Finalmente, el punto de quiebre sucede cuando el escritor colombiano es conducido a una galería con restos y fotografías de los judíos prisioneros del campo, entre los que se encuentra una imagen del padre de Ana Kozlowski.
Los polacos no dan cifras. Se limitan a mostrar. Cuando uno ve esas cosas y sabe que tiene que contarlas por escrito, comprende que tiene que pedirle permiso a Malaparte. Hay una galería de vitrinas enormes llenas hasta el techo de cabellos humanos. Una galería llena de zapatos, de ropa, de pañuelitos con iniciales bordadas a mano, de las maletas con que los prisioneros entraban a ese hotel alucinante y que tiene todavía etiquetas de hoteles de turismo. Hay una vitrina llena de zapatitos de niños con herraduras gastadas en los tacones; botitas blancas para ir a la escuela y porrones de botas de los que antes de morir en campos de concentración se habían tomado el trabajo de sobrevivir a la parálisis infantil. Hay un inmenso salón atiborrado de aparatos de prótesis, millares de anteojos, de dentaduras postizas, de ojos de vidrio, de patas de palo, de manos sin la otra mano con un guante de lana, todos los dispositivos inventados por el ingenio del hombre para remendar al género humano.
Yo me separé del grupo que atravesó en silencio la galería. Estaba moliendo una cólera sorda porque tenía deseos de llorar.

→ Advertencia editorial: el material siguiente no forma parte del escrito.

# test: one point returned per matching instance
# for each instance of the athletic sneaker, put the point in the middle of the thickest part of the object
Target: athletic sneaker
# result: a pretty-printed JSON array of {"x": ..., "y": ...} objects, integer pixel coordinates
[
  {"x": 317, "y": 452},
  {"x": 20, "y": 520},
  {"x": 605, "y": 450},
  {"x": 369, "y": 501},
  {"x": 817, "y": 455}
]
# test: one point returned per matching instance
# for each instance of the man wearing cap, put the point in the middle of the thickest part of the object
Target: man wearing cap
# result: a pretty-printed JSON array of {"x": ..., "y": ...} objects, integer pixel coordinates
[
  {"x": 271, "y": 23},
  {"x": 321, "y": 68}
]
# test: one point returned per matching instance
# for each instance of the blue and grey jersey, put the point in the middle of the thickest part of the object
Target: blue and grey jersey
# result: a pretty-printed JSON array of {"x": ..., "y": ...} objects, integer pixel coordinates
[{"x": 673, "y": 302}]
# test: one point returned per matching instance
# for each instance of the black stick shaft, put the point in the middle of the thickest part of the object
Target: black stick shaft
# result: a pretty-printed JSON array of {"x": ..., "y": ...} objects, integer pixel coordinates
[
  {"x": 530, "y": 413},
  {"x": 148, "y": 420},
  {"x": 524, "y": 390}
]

Después de aquella experiencia perturbadora, García Márquez regresó a Varsovia. En su última noche en la ciudad, Ana Kozlowski estuvo con él en el hotel y le entregó varios carteles con que se anunciaron en la ciudad las películas de Emilio Fernández, el indio mexicano. Gabo se lo agradeció conmovido, quizás porque a través del cine uno podía darse un descanso y escapar, así fuese por un momento, de los horrores del mundo real.